悪運の時に当たり、破滅の期を顕すか。誠にこれ時運の然らしむる事と雖も、当時の悲哀、父母を喪うより甚し。 −九条兼実『玉葉』治承四年十二月二十九日

【意味】
運が悪い時代にあたって、ついに破滅するときになったか。こんな出来事にあうなんて、時の運だからしょうがないけれど、お父さんやお母さんを失うよりもずっと悲しい。

【解説】
一族のお寺として興福寺をとても大切に思っていた九条兼実は、このとき31才。事件の次の日にニュースを聞いて、その気持ちを日記に書いている。1ヶ月後、興福寺で修行をしていた3才年下の弟・信円が、興福寺復興(立て直すこと)の責任者になったんだ。

 

傷ましいかな、親しく語を交えし芝蘭(しらん)の友、息止りぬれば遠く送る。哀しいかな、まさしく契りを結びし断金(だんきん)の■(むつび)、魂去りぬれば独り悲しむ(中略)。
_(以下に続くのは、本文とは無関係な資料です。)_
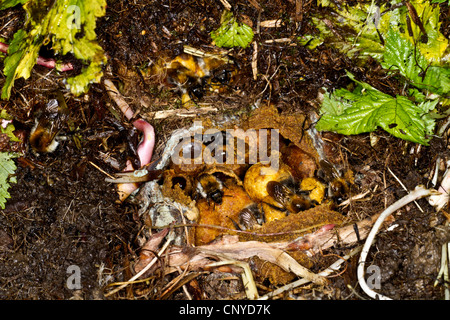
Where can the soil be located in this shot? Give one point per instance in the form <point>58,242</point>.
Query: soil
<point>63,213</point>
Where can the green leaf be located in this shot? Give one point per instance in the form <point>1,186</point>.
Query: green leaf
<point>366,108</point>
<point>70,26</point>
<point>7,168</point>
<point>232,34</point>
<point>5,4</point>
<point>400,54</point>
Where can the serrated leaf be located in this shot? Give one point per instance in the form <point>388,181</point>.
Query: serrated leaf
<point>231,33</point>
<point>5,4</point>
<point>400,54</point>
<point>366,108</point>
<point>7,168</point>
<point>70,26</point>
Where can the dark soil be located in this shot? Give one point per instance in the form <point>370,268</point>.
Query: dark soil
<point>63,213</point>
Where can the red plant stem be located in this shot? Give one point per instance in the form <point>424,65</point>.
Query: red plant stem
<point>49,63</point>
<point>145,148</point>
すこぶる残るところは筆を染めし跡、たまたま呼ぶところは主を失える名のみなり。 −貞慶『愚迷発心集』

【意味】
なんて心が痛むんだろう。仲良くおしゃべりした友だちの息が止まり、遠くへ行ってしまうのを見送るのは。なんて悲しいんだろう。かたい友情を誓った友だちの魂が去り、ひとり残されるのは。人が死んで後に残るのは、手紙などその人の跡でしかない。時折その名前を呼んでみても、その人はもういない。

【解説】
事件の時、興福寺のお坊さんだった貞慶さんは26才。その後、59才で亡くなるまで、興福寺を立て直すために大活躍したんだ。つらい時も「錬磨自心、勇猛不退(自分の心を磨いて勇気を出し、どんな困難があっても退かない)」と思ってがんばったのかもしれない。